[Is God playing games?]
I was reading your commentary regarding the passage of Luke 15:1-32…. I want to ask you about what you said: "Jesus could have invented any kind of story to reveal what God is like. That he invented this is a matter of immense significance. God rejoices to find what is lost."
What got me thinking, however, is the path we were put on to begin with. Meaning, do we, as humans, all start off "lost"? Let me clarify a bit so you may understand the question, because this strikes me as confusing. The only way for God to rejoice at the sinner who repents or the sheep who finds its way home, is to be lost in the first place. So, what I am trying to understand is: has God purposefully "set us out" to be "lost" from birth, and see which of us souls, in human form now, can find the journey back home - so to speak…?
Thanks for your email. It’s great that you get your teeth into a question and don’t let go!
“What’s the first thing you have to do to prepare for the Sacrament of Penance?” “You have to commit some sins,” replied the little girl. Well, we can be dispensed from that requirement. Remember that in the parable of the Prodigal Son there is also the older brother, who never went astray in the particular way that his younger brother went astray. There is no indication in the story that the father loved one more than the other. To the older brother he said, “Son, you are always with me, and all I have is yours” (Lk 15:31). This is an expression of totally positive feeling; there is no limitation built into it, just as there was no limitation built into his love for his younger son. The implication is that we don’t have to be lost in order to come into our own.
It was almost universal practice in the past for spiritual writers and preachers to paint the wall black in order to get credit, later on, for painting it white: they would make sure we felt totally bad before attempting to apply their remedies. It was melodrama rather than drama. But, you might object, don’t we still have that? We begin every Mass by “calling to mind our sins.” What a way to begin a celebration! It would kill any other kind of celebration. What would happen if the best man at a wedding started off in that vein – or a school principal at a debs’ ball?
But this is to misunderstand the Liturgy. We call to mind our sins in order to be sure that we are bringing our real selves there, and not some tailored version – like a spiritual Sunday suit. We come as we are; it is real drama, not melodrama.
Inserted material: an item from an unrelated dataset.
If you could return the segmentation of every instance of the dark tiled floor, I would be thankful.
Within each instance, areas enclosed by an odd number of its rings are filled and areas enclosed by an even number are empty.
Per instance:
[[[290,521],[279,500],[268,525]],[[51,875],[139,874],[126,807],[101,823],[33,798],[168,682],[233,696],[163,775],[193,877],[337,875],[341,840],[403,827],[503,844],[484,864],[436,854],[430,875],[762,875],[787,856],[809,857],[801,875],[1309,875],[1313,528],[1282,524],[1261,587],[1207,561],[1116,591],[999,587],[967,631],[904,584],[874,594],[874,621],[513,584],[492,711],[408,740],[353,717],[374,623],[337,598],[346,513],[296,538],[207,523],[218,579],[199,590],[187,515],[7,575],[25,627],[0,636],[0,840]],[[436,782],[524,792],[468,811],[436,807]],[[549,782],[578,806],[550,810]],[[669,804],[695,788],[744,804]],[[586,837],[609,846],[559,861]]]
And the text says, “Let us call to mind our sins,” not “Let me call to mind your sins.”
Sin isn't necessary for a Christian life, but it would be unrealistic to imagine that there are any Christian lives without it. Here’s a remarkable paragraph to that effect from Meister Eckhart (1260 – 1328). “See: who was dearer to our Lord or more intimate with him than the Apostles were? Yet not one of them but fell into sin: they had all been great sinners. He has frequently shown this in both the Old and the New Testament in regard to those who afterwards were by far the dearest to Him; and even now one seldom finds that people come to greatness without erring somewhat at first. Our Lord's intention in this is that we should recognise his great mercy: he wants to urge us by this to great and true humility and devotion. For when repentance is renewed, love too is greatly increased and renewed.” Eckhart is showing us that he has read John’s First Letter: “If we say that we have no sin, we deceive ourselves, and the truth is not in us…. I am writing these things to you so that you may not sin. But if anyone does sin, we have an advocate with the Father, Jesus Christ the just one” (1:8; 2:1).
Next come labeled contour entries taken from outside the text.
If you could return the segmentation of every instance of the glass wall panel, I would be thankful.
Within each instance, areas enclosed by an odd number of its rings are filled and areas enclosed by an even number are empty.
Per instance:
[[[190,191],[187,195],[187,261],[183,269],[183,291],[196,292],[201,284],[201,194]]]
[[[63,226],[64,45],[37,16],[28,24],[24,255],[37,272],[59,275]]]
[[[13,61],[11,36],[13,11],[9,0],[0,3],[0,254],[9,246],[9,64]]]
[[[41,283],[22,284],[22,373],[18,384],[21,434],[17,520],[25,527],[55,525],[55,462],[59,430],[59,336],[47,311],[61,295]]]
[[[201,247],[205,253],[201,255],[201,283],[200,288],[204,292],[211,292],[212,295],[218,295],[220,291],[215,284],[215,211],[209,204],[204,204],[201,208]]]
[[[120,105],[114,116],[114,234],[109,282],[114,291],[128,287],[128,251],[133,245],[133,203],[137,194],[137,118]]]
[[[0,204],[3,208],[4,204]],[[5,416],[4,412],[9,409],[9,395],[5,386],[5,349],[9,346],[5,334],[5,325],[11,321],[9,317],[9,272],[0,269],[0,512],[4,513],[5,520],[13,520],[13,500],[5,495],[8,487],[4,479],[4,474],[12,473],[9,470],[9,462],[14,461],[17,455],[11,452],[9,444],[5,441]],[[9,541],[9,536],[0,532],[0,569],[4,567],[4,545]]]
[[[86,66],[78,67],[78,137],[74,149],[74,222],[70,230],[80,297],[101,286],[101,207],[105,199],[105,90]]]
All of chapter 15 of Luke’s gospel, and not just the story of the Prodigal Son, is about being lost and found: the lost coin, the lost sheep, and the lost son. Being lost and being found: that's the stuff of drama, and an immense number of plays, novels and poems draw their power from that. It is the oldest of all dramas: hide-and-seek. Even babies know how to play this game. No one has to teach them; you could say they bring it with them from God. The spiritual life is a game of hide-and-seek. God seeks and we hide, God hides and we seek.
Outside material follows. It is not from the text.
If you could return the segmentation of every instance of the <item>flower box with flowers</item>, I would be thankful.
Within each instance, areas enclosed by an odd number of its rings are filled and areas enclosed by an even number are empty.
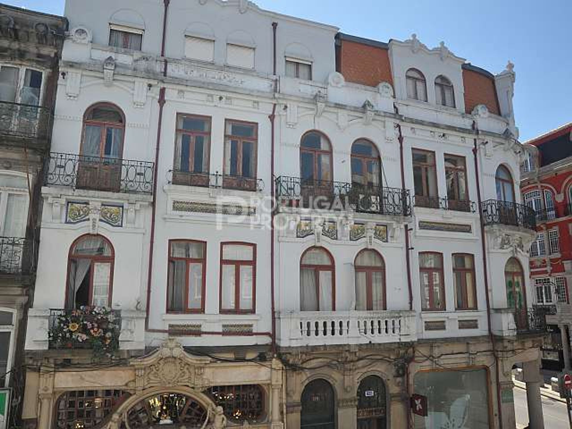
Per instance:
[[[110,355],[119,348],[121,326],[118,312],[105,307],[52,310],[50,348],[88,348]]]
Jesus angled his story to his hearers, who were the scribes and Pharisees. They felt that everyone but they themselves was lost. Jesus characterised them perfectly in the person of the older brother. That older brother is one of the most unattractive figures in all literature. He has never gone astray, he has never been lost, he has never experienced the drama of hide-and-seek. He is joyless, self-righteous and mean-spirited; he’s the original grouch. Yet somehow the father managed to love him. Most people would identify themselves better with the younger brother, because we know we often go astray. We don’t have to go astray, but we do. So there’s hope for everyone, whether we are good or bad. What matters more is that God is good.